No
me apetecía nada remover el pasado, pero habría que subir al desván y en medio
de un mar de polvo y cortinas de telaraña echar a un rincón los trastos a tirar
y guardar en cajas los recuerdos.
Trastos
y trastos que la abuela guardaba desde su niñez, fotos en blanco y negro roídas
por los ratones, en las que aparecían personas, desconocidas para mí, con
largas vestiduras y cuellos almidonados.
Uno
de los baúles estaba lleno de ropa de lino, que en un tiempo debió de ser
blanca. Fui sacando una a una las prendas, por ver si se podrían aprovechar
como vestuario de teatro o para entregarlas a la caridad. Algo cayó al suelo
con un sonido metálico y a la luz del ventanuco brilló una cajita rectangular.

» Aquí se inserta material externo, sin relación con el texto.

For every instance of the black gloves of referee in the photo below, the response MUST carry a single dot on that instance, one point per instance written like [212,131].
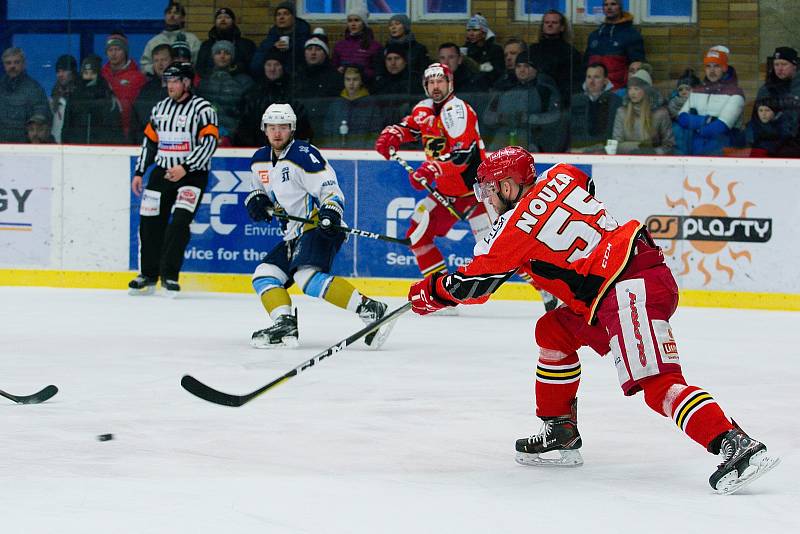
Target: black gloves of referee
[259,206]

Me pareció reconocer el estuche que la abuela llevaba siempre consigo. Nunca
supe que era, ahora tenía la oportunidad de averiguarlo. Inspiré profundamente
dispuesta a abrir la tapa que parecía resistirse, raspando.
Por
fin, aquella jeringa explicaba, al cabo de los años, por qué la abuela jamás
comía los exquisitos pasteles que nos hacía en las largas tardes de invierno.